Собака по-вендски

Вячеслав Агапитов
                «Когда я молюсь на незнакомом языке,
                хотя дух мой и молится, но ум мой   
                остается без плода». 1 Коринфянам 14:14
               


      Летом 1712 года минуло полгода, как я занял Вустровскую кафедру. Правда, строил церковную жизнь ещё неуверенно, верша, как благие, так и, возможно, не совсем достойные поступки. О пасторе Дитрихе (так меня стали величать) говорили в обществе, полагаю, разное, но я молил Бога о ниспослании благодати и апостольского усердия.
      Однажды холодным июньским утром я собирался в Люхов. Казалось бы совсем недалеко – каких-то пять миль по лесной дороге! Но тогдашнее лето запомнилось в основном непогодой: небеса опорожнялись влагою третью неделю подряд. Дождей было так много, что дороги в Люнебургском княжестве превратились в одно сплошное месиво.
     Когда моя двуколка приблизилась к реке, то навстречу из-за холма выползла скрипучая телега, запряженная волами. Рядом, ступая по раскисшей земле, шел молодой крестьянин. Он часто взмахивал хлыстом и что-то кричал. Вероятно, он бранился на скотину, но слов было не разобрать. Я знал, что в здешнем захолустье еще проживает несколько сот потомков древян, верных своим суевериям и грубой славянской речи.

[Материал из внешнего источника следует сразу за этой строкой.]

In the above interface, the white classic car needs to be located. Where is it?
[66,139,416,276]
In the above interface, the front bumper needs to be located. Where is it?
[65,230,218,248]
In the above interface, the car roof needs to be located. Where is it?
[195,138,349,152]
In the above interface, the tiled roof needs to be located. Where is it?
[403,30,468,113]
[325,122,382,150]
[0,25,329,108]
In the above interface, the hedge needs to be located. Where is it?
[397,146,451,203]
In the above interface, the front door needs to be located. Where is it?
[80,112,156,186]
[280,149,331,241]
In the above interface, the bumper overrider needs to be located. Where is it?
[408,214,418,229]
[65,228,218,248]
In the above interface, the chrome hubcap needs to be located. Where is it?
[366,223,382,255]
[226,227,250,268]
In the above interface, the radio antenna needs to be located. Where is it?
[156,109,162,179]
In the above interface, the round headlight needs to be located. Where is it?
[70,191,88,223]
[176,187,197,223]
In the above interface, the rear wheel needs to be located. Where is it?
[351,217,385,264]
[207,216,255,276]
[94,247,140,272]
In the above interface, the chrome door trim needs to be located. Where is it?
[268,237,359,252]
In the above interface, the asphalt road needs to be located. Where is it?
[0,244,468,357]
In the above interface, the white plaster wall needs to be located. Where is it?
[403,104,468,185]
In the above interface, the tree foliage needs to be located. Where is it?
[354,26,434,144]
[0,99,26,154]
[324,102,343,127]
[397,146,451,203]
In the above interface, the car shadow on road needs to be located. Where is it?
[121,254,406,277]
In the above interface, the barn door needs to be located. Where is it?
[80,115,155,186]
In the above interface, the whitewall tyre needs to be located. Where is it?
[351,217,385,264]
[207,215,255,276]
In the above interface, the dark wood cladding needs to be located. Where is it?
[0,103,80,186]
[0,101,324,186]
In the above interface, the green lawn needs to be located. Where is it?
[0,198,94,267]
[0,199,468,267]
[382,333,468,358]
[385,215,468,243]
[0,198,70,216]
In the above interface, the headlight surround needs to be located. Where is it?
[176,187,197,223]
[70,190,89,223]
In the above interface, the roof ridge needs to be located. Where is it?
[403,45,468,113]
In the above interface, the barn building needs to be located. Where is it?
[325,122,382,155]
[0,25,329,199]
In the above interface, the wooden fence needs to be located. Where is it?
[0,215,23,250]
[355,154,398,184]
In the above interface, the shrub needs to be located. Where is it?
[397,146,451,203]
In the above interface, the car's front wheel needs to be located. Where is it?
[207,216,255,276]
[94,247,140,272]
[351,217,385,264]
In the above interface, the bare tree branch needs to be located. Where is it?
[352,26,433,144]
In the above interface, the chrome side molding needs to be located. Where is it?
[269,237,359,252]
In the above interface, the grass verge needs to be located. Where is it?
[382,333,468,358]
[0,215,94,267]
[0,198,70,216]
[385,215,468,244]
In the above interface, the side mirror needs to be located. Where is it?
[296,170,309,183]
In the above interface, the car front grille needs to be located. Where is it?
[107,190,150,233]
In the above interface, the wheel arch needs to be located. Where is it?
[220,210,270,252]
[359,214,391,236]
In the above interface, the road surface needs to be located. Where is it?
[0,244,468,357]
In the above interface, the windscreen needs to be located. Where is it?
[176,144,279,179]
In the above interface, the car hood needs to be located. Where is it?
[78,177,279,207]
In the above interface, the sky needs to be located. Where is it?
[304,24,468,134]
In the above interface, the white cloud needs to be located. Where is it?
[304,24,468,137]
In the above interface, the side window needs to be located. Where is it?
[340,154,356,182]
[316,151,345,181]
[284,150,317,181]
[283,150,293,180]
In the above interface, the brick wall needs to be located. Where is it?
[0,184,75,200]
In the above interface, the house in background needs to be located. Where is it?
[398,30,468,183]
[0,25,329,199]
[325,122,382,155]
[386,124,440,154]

      Поравнявшись со мной, встречный не снял шляпы, а только покосился на мою лошадь.
Мне хотелось расспросить о состоянии моста через Етцель, но дерзкое поведение венда лишило всякого желания говорить с ним.
      Добравшись до Люхова, я навестил местного судью Клемке, с коим был знаком еще с детства. Судья искренне обрадовался моему появлению и тут же предложил вместе отобедать. Я вежливо отказался, сославшись на неотложные визиты. Клемке все же попытался угостить меня кружкой местного пива, считавшегося едва ли не лучшим во всем княжестве, но я даже не пригубил сего напитка. Лишь к полуночи усталые ноги возвратили меня в дом судьи, где я и заночевал.

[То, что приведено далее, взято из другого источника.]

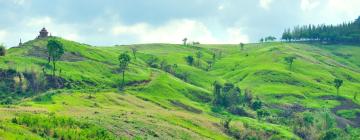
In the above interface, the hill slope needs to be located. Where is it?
[0,38,360,139]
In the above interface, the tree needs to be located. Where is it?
[354,92,358,100]
[284,56,296,70]
[119,52,131,88]
[183,38,187,46]
[47,39,64,77]
[256,109,270,120]
[196,51,203,67]
[334,79,343,96]
[260,38,264,43]
[240,43,245,50]
[0,45,6,56]
[185,55,194,66]
[131,47,138,59]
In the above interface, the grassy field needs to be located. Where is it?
[0,38,360,139]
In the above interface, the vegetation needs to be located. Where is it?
[119,53,131,88]
[334,79,343,95]
[284,56,296,70]
[0,37,360,139]
[47,39,64,77]
[282,16,360,43]
[0,45,6,56]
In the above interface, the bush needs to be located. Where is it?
[322,129,340,140]
[251,100,262,110]
[11,114,115,139]
[228,106,249,116]
[0,45,6,56]
[256,109,270,119]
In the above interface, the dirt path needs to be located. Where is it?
[126,71,157,87]
[320,95,360,128]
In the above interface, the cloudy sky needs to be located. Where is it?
[0,0,360,47]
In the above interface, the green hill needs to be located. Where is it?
[0,38,360,139]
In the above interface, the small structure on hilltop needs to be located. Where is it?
[37,27,49,38]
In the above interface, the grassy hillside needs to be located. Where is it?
[0,38,360,139]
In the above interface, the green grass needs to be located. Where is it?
[0,39,360,139]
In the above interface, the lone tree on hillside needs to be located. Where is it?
[240,43,245,50]
[119,53,131,88]
[183,38,187,46]
[0,45,6,56]
[334,79,343,96]
[185,55,194,66]
[196,51,203,67]
[284,56,296,70]
[47,39,64,77]
[131,47,137,59]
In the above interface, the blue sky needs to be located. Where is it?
[0,0,360,47]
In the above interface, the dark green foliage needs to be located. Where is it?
[213,81,241,108]
[196,51,203,67]
[284,56,296,70]
[131,47,138,59]
[334,79,343,95]
[11,114,115,139]
[228,105,249,116]
[256,109,270,119]
[0,45,6,56]
[119,53,131,88]
[251,100,262,110]
[220,117,232,130]
[321,129,340,140]
[146,56,159,68]
[175,72,190,82]
[46,39,64,77]
[282,17,360,43]
[182,38,187,46]
[185,55,194,66]
[303,113,314,126]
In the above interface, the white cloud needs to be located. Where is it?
[259,0,273,10]
[111,19,249,44]
[0,30,8,44]
[12,0,28,5]
[26,16,52,27]
[226,27,250,43]
[326,0,360,18]
[112,19,219,43]
[218,5,224,11]
[24,16,82,41]
[300,0,320,11]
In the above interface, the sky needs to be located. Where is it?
[0,0,360,47]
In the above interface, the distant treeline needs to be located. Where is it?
[282,16,360,43]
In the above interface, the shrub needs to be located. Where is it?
[11,114,115,139]
[228,106,249,116]
[256,109,270,119]
[251,100,262,110]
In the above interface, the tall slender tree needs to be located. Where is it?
[131,47,138,59]
[196,51,203,67]
[47,39,64,77]
[119,53,131,88]
[284,56,296,70]
[334,79,343,96]
[0,44,6,56]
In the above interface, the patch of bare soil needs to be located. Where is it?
[320,95,360,128]
[27,46,85,62]
[169,100,202,114]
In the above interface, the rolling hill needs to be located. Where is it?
[0,37,360,139]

     Утром выглянуло солнце, искрясь в витражных стеклах окна, но к полудню серое небо уже не обещало доброй погоды. Я спешил и потому попросил поскорее запрячь лошадь. В пути задождило, и обратная дорога напомнила вчерашний день.
      Вблизи Клёнова встретился знакомый крестьянин. На этот раз он был без телеги и тащил на спине увесистый мешок. Поздоровавшись, я попытался узнать у венда: не знает ли тот кого-нибудь из местных знахарей. Об этом меня просил ганноверский аптекарь Визе, большой охотник до языческого невежества. Крестьянин удивленно взглянул на меня и в свою очередь спросил:
    -- А разве в Божьем доме уже привечают наших старух, -- ведь для них гром небесный значит больше, чем Ваша, господин пастор, проповедь?!

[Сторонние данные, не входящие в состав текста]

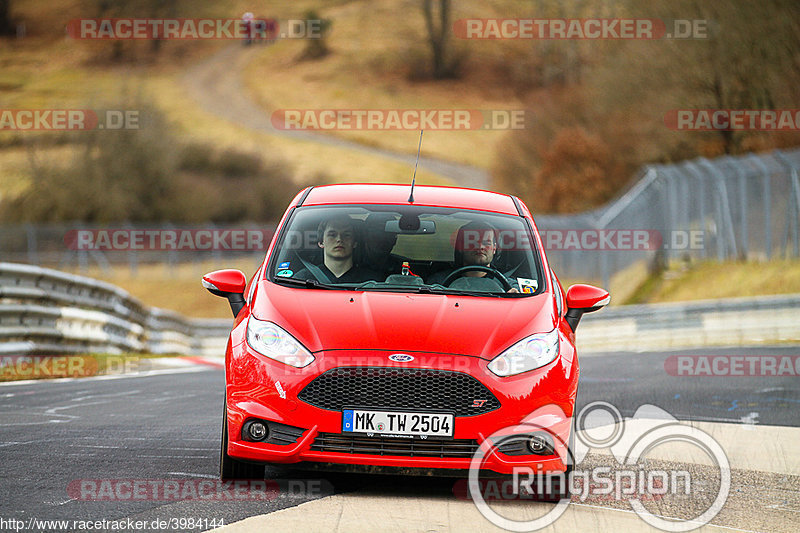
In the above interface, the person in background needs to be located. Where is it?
[293,215,384,283]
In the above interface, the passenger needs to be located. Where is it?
[294,215,382,283]
[363,213,403,279]
[426,222,519,293]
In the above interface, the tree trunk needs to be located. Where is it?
[422,0,450,79]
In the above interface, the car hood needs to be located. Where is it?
[252,281,555,359]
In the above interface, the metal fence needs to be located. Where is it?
[0,149,800,286]
[535,149,800,286]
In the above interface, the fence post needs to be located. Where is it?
[684,161,708,259]
[775,150,800,257]
[25,224,39,265]
[702,158,739,258]
[748,154,772,260]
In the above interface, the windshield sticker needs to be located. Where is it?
[517,278,539,293]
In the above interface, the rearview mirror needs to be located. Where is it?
[203,268,247,317]
[565,283,611,331]
[384,219,436,235]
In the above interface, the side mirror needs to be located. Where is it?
[565,283,611,331]
[203,269,247,317]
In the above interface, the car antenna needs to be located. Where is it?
[408,129,425,204]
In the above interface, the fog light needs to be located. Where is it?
[247,422,269,440]
[528,433,552,455]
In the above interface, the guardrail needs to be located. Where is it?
[0,263,232,356]
[577,294,800,353]
[0,263,800,357]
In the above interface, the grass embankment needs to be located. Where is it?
[56,257,261,318]
[625,259,800,303]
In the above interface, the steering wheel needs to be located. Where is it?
[442,265,512,292]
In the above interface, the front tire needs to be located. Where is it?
[219,401,266,481]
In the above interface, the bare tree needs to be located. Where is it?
[422,0,453,79]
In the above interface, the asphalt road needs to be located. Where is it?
[0,347,800,531]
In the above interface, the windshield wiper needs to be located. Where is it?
[272,276,340,290]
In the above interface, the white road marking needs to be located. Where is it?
[167,472,219,479]
[570,503,761,533]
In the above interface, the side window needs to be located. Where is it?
[550,270,564,316]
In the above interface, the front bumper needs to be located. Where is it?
[226,342,578,474]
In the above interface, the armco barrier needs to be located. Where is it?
[0,263,232,357]
[0,263,800,357]
[577,294,800,353]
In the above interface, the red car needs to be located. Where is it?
[203,184,609,488]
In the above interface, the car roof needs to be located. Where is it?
[298,183,520,215]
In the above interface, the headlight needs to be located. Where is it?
[489,329,558,377]
[247,316,314,368]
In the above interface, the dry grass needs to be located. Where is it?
[647,259,800,303]
[56,256,262,318]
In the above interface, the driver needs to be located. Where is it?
[428,222,519,292]
[293,215,380,283]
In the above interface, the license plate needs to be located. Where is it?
[342,409,453,437]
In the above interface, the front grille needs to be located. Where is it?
[311,433,478,458]
[298,367,500,416]
[265,422,305,446]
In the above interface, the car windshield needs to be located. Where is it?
[267,205,544,297]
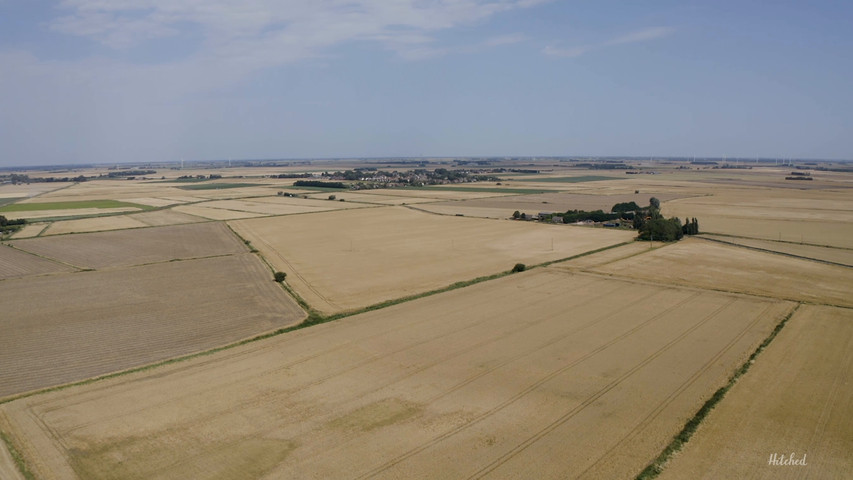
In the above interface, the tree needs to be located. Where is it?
[610,202,642,213]
[649,197,660,210]
[637,217,684,242]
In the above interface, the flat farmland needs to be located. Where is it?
[12,223,50,238]
[0,253,304,397]
[202,196,365,215]
[42,215,148,236]
[702,234,853,267]
[662,187,853,248]
[10,222,248,268]
[660,306,853,479]
[592,238,853,306]
[230,207,634,313]
[0,269,793,480]
[172,205,267,220]
[308,191,436,205]
[0,245,74,280]
[419,193,700,218]
[549,242,666,270]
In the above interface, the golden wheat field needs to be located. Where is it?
[0,253,304,397]
[661,305,853,479]
[0,270,793,479]
[229,207,632,313]
[0,160,853,480]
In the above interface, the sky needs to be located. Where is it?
[0,0,853,167]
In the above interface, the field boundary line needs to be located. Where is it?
[575,266,853,310]
[0,240,628,405]
[635,302,803,480]
[356,292,702,479]
[578,302,793,478]
[696,237,853,268]
[0,430,36,480]
[698,232,853,250]
[3,242,83,275]
[468,297,737,479]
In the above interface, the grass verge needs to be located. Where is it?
[0,431,36,480]
[0,200,154,213]
[177,183,266,190]
[636,303,802,480]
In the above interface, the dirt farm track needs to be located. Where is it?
[0,163,853,480]
[0,269,793,479]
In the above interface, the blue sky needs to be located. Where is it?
[0,0,853,166]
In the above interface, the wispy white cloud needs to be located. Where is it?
[50,0,541,64]
[604,27,675,45]
[542,27,675,58]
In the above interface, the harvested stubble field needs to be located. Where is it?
[202,196,365,215]
[11,223,50,238]
[419,193,700,218]
[660,306,853,480]
[0,269,792,480]
[42,215,148,236]
[702,234,853,267]
[172,204,267,220]
[0,253,304,397]
[549,242,666,270]
[302,191,436,205]
[662,187,853,248]
[0,245,74,280]
[230,207,634,313]
[10,222,248,268]
[3,207,141,220]
[593,238,853,306]
[43,210,205,235]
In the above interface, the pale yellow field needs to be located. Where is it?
[593,238,853,306]
[702,234,853,267]
[204,197,365,215]
[358,188,517,200]
[230,207,634,313]
[420,192,696,218]
[10,223,248,268]
[172,205,266,220]
[549,242,666,270]
[0,183,69,198]
[308,190,437,205]
[0,442,26,480]
[662,186,853,248]
[42,215,148,235]
[0,245,74,285]
[40,210,205,238]
[0,269,792,480]
[660,306,853,480]
[11,223,50,238]
[0,253,304,397]
[3,207,141,220]
[129,209,204,227]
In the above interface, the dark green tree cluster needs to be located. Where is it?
[0,215,27,235]
[610,202,643,213]
[293,180,347,188]
[634,197,684,242]
[681,217,699,235]
[563,210,622,223]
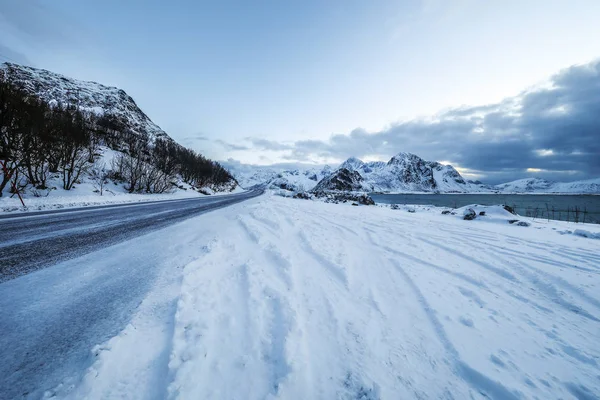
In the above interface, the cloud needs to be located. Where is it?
[215,139,250,151]
[246,137,293,151]
[252,61,600,182]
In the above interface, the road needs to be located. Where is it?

    -- Я тебя спросил, а ты начинаешь рассуждать о вещах, далеких от сути моей просьбы. Мне вовсе не трудно повторить вопрос: есть ли в Кленове или Бюлице знахари и целители?
    -- Знаю одну – зовут Анне Кравцов. Лечила в прошлом году соседского парня.
    -- Сумела помочь?
    -- Кто знает? Может и здоров. Но он сегодня не близко – служит в господском доме в Даннеберге.
    -- А сам ты знаешь вендскую речь?
    -- Nos fader m;g gornet.* Я же сам говорю плохо. Да и кому нужен сегодня наш язык, – ведь пес слушается хозяина, а не наоборот!
     -- Я может запамятовал… А как тебя зовут?
     -- Зовут меня Ян Ушке.
    -- Я приеду к вам в деревню ровно через неделю. Есть о чем поговорить.
    -- Воля Ваша. Прощайте.
      Я, разумеется, сдержал слово. В четверг мою повозку неистовым лаем встречала дюжина клёновских собак. У мальчонки, игравшего с деревянной лошадкой, удалось расспросить, как найти Яна Ушке. К счастью, мой знакомый оказался дома. Я дважды ударил железным кольцом о дверную доску, пока изнутри не раздался знакомый голос венда.
    -- D;bre don, tinaz!** -- по-славянски приветствовал меня Ушке.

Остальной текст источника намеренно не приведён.